Auf Einladung des BMEIA präsentierte Andreas Weissenbäck, Vizerektor für Internationales, vor hochrangigen Regierungsvertretungen der ASEAN Länder eine zentraleuropäische Sicht auf die Frage, wie religiöse Vielfalt als „Sozialkapital“ gesellschaftlich nutzbar gemacht werden kann.

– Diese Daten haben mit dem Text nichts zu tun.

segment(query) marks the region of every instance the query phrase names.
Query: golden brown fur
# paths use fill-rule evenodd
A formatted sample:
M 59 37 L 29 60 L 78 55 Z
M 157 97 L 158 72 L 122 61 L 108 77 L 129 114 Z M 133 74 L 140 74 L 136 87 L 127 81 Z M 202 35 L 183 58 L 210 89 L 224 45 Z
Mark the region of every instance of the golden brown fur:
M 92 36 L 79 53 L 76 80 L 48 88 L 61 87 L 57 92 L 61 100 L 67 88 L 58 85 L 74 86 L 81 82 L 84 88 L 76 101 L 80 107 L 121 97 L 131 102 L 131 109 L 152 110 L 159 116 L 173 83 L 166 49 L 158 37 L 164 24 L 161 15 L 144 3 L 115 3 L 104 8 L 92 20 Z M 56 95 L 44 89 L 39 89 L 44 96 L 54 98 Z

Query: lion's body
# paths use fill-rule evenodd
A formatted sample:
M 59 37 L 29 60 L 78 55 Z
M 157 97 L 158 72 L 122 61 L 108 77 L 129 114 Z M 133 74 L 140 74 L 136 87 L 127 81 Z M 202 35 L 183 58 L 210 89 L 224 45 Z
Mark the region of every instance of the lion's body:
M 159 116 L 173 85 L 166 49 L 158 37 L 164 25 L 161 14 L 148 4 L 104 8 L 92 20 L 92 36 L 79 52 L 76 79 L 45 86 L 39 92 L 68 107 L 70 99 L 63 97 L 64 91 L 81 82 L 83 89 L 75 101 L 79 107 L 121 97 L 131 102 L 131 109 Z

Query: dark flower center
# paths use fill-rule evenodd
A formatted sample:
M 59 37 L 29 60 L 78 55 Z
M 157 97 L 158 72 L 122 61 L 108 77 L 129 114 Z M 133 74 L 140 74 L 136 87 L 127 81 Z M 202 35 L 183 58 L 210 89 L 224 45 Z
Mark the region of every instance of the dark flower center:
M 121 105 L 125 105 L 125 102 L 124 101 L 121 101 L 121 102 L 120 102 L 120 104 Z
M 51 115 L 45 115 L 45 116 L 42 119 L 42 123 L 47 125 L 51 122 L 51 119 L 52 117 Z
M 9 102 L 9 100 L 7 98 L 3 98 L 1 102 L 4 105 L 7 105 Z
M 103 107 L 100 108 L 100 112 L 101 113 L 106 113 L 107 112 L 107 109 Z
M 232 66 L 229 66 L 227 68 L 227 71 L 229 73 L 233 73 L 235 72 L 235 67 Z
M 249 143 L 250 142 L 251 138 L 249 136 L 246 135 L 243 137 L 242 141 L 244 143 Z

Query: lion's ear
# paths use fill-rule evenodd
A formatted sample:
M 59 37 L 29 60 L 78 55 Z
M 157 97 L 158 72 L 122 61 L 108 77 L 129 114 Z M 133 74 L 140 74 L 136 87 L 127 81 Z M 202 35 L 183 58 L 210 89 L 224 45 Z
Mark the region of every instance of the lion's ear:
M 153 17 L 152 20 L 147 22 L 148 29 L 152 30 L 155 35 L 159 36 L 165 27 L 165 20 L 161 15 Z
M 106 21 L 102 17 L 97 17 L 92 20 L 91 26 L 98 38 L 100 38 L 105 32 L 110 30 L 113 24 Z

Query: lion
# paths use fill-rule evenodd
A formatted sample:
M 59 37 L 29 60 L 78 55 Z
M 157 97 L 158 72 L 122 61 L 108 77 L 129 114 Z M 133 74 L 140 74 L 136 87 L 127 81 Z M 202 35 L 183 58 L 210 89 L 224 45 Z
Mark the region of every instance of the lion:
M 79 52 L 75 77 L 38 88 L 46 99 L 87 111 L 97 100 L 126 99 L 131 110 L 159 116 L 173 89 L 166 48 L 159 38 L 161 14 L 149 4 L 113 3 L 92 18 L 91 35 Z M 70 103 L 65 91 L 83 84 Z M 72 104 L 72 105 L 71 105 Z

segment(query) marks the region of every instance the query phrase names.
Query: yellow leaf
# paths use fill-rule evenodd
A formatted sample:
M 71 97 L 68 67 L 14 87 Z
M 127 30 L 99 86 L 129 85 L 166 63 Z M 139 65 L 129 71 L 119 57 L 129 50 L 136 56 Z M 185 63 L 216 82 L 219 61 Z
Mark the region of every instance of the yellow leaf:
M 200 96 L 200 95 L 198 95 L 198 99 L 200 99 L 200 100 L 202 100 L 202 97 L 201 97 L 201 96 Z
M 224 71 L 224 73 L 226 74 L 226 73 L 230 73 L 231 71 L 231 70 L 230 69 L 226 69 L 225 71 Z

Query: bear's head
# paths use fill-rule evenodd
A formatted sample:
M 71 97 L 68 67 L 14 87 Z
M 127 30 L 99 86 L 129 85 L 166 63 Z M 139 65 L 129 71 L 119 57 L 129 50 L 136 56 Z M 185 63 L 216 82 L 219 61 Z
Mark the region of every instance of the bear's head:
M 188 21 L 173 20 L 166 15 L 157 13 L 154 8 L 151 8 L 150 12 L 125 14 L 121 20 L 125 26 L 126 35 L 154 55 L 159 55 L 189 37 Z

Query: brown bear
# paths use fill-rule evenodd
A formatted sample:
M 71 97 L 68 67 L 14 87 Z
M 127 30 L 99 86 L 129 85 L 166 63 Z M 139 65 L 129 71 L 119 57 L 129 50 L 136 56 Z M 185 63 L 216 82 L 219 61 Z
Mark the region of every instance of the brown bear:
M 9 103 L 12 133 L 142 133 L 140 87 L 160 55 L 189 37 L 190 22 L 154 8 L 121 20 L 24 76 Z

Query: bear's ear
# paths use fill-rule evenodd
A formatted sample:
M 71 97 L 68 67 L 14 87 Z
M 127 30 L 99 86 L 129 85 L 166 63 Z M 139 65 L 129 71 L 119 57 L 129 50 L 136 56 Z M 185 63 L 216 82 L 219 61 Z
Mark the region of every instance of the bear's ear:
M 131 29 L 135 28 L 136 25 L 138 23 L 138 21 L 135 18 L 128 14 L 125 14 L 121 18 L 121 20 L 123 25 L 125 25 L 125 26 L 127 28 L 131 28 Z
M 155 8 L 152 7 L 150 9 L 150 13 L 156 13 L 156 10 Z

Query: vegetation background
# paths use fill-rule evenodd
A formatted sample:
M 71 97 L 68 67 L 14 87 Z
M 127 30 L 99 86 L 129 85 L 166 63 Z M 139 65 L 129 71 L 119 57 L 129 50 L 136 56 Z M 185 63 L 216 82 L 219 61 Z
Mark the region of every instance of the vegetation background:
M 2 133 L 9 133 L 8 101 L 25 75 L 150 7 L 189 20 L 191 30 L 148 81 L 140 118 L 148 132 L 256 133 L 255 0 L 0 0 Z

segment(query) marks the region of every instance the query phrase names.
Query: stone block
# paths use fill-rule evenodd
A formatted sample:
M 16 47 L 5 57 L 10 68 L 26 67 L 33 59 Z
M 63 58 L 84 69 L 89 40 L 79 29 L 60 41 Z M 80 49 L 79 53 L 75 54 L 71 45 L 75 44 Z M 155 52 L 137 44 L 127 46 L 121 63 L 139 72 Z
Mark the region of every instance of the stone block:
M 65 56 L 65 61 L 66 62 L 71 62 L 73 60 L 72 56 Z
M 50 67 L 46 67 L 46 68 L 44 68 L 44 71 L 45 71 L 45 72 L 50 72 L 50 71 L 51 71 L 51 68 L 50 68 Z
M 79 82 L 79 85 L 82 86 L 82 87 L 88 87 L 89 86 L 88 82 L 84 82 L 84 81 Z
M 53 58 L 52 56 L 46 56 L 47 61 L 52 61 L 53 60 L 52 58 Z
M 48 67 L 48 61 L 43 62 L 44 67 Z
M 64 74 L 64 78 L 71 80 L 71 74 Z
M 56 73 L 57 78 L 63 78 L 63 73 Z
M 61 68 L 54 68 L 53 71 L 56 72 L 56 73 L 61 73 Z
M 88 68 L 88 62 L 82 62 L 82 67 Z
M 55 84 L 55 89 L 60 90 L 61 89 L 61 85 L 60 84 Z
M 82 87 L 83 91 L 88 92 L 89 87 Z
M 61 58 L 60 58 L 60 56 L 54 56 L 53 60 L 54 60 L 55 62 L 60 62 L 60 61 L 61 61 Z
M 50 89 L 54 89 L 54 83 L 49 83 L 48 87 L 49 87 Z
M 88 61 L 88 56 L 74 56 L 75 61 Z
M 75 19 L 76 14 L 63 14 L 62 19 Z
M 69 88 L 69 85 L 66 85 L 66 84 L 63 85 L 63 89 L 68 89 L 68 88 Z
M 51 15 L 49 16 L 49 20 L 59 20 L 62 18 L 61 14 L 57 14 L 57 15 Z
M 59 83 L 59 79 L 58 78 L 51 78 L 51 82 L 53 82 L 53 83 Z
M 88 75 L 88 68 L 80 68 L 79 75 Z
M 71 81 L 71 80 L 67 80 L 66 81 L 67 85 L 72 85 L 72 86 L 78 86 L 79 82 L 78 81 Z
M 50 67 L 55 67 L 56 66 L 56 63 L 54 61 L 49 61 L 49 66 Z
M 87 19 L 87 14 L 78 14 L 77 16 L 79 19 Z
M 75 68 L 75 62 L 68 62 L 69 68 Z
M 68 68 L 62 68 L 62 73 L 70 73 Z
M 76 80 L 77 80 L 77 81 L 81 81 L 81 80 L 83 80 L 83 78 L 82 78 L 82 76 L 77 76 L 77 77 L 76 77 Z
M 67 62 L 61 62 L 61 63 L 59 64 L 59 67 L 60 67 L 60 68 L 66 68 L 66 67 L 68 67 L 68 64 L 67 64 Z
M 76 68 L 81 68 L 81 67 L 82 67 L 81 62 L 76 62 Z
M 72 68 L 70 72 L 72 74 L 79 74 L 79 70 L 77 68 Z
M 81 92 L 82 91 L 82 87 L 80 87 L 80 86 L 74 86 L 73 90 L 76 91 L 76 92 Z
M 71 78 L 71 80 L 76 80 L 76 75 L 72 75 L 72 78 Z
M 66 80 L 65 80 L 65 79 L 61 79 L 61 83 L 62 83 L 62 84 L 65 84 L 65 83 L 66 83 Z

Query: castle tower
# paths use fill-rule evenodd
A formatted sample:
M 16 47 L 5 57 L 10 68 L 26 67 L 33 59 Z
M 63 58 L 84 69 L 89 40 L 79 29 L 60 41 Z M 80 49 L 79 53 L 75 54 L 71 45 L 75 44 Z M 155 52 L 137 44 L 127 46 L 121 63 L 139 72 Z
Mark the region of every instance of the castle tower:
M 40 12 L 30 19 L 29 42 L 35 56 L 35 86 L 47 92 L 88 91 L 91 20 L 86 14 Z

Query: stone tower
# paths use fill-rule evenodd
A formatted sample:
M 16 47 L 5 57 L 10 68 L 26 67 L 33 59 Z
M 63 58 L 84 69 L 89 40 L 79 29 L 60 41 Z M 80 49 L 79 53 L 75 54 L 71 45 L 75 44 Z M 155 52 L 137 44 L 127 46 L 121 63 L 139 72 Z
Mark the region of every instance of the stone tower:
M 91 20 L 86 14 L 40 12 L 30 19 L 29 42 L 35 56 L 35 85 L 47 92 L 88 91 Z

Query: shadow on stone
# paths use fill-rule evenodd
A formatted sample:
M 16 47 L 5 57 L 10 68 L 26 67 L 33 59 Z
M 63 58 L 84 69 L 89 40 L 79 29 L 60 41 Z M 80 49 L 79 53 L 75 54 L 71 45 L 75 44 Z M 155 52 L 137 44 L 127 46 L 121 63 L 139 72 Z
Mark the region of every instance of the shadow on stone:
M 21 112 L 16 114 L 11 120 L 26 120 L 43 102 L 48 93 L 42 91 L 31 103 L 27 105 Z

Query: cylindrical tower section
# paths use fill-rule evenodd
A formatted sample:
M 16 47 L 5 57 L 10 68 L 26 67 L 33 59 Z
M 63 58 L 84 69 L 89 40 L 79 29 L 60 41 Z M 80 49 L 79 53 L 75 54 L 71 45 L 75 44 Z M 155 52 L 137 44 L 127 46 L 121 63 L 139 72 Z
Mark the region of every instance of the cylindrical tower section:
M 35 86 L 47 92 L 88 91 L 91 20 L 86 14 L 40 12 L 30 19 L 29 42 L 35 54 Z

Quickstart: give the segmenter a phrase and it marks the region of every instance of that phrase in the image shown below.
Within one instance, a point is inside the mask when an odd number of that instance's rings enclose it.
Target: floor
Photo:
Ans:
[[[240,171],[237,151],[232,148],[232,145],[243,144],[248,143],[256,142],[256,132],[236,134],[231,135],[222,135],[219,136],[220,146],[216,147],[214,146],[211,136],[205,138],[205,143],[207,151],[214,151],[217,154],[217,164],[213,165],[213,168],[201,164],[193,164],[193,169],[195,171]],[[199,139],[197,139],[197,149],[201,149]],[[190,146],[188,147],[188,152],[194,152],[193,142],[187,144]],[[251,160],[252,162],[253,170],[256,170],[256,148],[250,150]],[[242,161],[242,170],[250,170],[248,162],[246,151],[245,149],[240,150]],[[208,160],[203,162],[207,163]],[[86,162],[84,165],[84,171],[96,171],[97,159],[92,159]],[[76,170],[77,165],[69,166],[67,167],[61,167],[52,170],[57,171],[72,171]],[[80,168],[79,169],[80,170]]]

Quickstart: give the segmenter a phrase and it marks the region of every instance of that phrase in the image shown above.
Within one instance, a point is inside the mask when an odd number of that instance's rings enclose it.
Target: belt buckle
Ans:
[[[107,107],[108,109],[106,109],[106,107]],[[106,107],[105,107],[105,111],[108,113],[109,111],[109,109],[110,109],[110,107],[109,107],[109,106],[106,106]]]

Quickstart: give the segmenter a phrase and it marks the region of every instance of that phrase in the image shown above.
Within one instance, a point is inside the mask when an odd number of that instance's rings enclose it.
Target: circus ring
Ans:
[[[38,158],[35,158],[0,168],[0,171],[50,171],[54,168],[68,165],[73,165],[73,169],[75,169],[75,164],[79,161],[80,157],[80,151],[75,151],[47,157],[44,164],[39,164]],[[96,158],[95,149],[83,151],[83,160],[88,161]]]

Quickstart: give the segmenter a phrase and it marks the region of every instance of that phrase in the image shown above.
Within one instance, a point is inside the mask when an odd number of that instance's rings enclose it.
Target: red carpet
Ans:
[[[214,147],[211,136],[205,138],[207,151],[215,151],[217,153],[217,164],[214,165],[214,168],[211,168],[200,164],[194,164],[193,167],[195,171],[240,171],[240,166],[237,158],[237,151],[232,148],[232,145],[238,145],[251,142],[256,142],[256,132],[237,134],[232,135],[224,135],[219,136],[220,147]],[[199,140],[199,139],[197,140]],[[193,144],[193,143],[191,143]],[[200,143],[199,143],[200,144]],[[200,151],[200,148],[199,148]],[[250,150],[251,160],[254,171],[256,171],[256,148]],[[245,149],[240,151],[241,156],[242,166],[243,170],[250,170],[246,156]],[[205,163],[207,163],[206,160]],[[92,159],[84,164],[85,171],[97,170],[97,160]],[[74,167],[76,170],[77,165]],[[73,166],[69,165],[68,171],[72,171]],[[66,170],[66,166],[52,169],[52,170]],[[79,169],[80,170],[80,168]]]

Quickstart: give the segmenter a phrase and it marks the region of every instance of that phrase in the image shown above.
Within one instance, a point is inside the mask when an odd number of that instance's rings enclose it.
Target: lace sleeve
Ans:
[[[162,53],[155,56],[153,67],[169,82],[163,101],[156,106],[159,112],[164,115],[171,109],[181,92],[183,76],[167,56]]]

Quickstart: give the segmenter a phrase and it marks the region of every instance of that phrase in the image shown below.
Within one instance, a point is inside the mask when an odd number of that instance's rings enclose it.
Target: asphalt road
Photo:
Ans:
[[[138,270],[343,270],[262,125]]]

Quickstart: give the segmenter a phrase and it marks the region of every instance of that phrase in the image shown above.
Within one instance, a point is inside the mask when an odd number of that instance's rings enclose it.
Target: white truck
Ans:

Er vertrat dabei den Ansatz, dass wertende Positionen die Diskussion nicht weiter brächten. Religiöse Vielfalt ist in vielen Ländern schlicht Realität, die zu gestalten ist. Er hob in seinem Beitrag die Schlüsselrolle von Ausbildung hervor und verwies auf die Expertise die KPH Wien/NÖ zu dieser Thematik. Erfolgskritisch im institutionellen Dialog von Religionen sind einerseits ein gemeinsamer thematischer Bezug, wie etwa das gemeinsame Bemühen um qualitätsvolle Ausbildung von Lehrkräften; andererseits das Prinzip der Positionalität, also eine möglichst umfassende Bewusstmachung, wie eigene Identitätsdimensionen unsere Weltsicht definieren. 
Die Konferenz wurde von der indonesischen NGO  „Leimena Institute” ausgerichtet, die für die Fortbildung von Lehrkräften die Unterstützung der Templeton Foundation erhält. Die österreichische Botschaft in Indonesien ist im Auftrag des bmeia an der Intensivierung der Beziehungen sehr interessiert. Eine Folgeveranstaltung ist für April 2026 in Wien geplant.